A wise man once said, “A right delayed is a right denied.” That’s especially true when you’re talking about a right where the exercise of said right can save your life. Delaying that right may very well prove fatal.

As a result, delays in allowing people to purchase firearms aren’t things to be taken lightly. That’s why Florida Carry is suing the state over a law that delays some gun purchases. Now, there are issues with the challenge. But, none of which appear to be because the pro-gun group is screwing up. Instead, it appears that the state’s shenanigans are getting in the way.

“FDLE [Florida Department of Law Enforcement] has put these people in a position of they have no rights,” said Eric Friday with Florida Carry. “They have no due process. They have no way to challenge FDLE’s non action.”

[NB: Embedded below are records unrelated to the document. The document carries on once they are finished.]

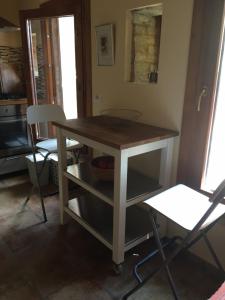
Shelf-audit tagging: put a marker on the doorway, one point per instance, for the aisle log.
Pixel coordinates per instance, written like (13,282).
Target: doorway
(57,45)
(215,159)
(53,65)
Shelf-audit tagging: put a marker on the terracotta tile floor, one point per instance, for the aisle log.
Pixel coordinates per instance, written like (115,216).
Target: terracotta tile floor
(52,262)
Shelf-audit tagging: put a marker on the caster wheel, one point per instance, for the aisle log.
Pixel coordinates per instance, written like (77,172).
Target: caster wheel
(117,269)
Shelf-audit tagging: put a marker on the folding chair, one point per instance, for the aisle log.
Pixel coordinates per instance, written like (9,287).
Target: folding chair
(37,114)
(191,210)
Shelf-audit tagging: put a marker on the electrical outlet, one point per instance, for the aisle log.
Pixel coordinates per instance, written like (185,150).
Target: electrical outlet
(97,98)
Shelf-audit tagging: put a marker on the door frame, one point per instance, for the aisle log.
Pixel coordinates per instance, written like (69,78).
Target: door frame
(81,11)
(203,65)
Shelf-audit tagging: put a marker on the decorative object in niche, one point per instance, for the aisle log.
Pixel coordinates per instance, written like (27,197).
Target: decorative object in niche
(105,45)
(145,31)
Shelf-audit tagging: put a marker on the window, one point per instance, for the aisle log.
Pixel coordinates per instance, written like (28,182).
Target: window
(145,34)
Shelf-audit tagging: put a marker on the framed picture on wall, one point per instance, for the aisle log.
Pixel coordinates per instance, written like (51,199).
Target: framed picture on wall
(105,45)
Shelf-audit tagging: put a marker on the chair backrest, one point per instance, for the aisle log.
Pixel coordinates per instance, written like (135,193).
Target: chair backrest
(44,113)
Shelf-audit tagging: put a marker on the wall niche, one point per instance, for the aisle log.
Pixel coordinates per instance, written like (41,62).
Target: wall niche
(144,43)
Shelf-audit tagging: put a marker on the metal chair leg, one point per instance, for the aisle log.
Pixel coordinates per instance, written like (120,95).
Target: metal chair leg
(170,278)
(213,253)
(39,189)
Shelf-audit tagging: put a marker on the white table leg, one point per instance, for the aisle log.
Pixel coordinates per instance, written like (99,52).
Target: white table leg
(119,212)
(166,164)
(62,165)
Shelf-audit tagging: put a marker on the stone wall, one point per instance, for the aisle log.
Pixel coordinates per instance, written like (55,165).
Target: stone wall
(145,45)
(13,55)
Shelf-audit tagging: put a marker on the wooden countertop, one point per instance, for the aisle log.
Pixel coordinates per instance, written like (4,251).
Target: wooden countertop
(115,132)
(13,101)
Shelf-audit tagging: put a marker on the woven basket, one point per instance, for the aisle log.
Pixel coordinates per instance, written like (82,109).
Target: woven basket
(103,168)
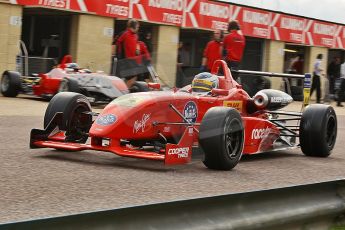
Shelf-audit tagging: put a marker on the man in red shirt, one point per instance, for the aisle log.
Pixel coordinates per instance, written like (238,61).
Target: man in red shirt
(126,51)
(212,52)
(233,46)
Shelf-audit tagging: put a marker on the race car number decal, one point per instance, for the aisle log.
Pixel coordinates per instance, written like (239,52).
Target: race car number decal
(107,119)
(190,112)
(180,152)
(234,104)
(260,133)
(139,125)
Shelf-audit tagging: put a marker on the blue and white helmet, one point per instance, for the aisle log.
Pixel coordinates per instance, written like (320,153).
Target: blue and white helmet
(204,82)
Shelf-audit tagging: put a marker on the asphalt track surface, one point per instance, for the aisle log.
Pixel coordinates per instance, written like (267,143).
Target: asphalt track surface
(42,183)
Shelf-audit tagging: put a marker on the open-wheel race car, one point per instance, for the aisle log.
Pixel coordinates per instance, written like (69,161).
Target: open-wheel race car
(68,76)
(213,113)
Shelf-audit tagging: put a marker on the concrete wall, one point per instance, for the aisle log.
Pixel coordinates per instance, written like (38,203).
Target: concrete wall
(274,60)
(90,44)
(10,32)
(166,45)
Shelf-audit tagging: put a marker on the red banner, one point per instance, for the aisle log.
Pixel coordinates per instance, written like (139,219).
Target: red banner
(161,11)
(287,28)
(254,23)
(319,33)
(206,14)
(339,37)
(78,5)
(110,8)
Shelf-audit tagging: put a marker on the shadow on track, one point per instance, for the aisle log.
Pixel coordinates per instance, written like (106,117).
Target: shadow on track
(270,155)
(102,160)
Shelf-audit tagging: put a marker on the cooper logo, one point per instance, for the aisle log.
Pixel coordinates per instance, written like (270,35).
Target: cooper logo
(180,152)
(260,133)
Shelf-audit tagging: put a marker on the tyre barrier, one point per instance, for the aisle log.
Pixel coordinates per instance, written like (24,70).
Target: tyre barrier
(298,207)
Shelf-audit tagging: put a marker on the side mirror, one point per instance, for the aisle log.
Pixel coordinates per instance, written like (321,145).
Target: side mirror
(154,85)
(222,92)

The state argued a provision of the school safety law passed last year, superseded the 24 hour timeframe to get a background check done.

The state’s lawyers said the provision makes sure people don’t fall through the cracks.

“Do what it needed to do in terms of the background check process to make sure it got it right,” said Rob Sniffen, a FDLE Attorney.

Under Florida law, the Department of Law Enforcement is required to destroy all records of a background check within 48 hours. That’s a problem for the plaintiffs because they need the records to prove their case.

Additionally, every time Florida Carry names a defendant, the state suddenly reaches a decision. It then points out that there’s no longer a delay with that person. Without a named defendant, there’s no case to speak of.

Between the destruction of records and the fact that whatever created the delay mysteriously stops being an issue when the buyer becomes a defendant, it’s hard not to think foul play. Something sounds awfully hinky with all of this.

Now, I get that the destruction of records is actually mandated by law, but at some point, an injunction should have been issued to put a halt to that.

The law in question is one of the series of anti-gun laws passed in the wake of Parkland, at a time when the state was reeling from the murder of innocent kids. Everyone demanded that lawmakers “do something,” so they did. As a result, a lot of people are now being denied their Second Amendment rights for too long a period of time. Then, to make matters worse, there’s no redress for those who have been punished despite having done nothing wrong.

That’s not right. That’s not American.

It’s time for the state of Florida to get its crap straight in this regard. The best way for that? Make the lawsuit a moot point by repealing the law. That would kill the lawsuit and Florida Carry would be able to walk away happy.

The big question is, are Florida legislators willing to admit they made a mistake and fix it, or will the allow it to stand until it’s struck down by the courts?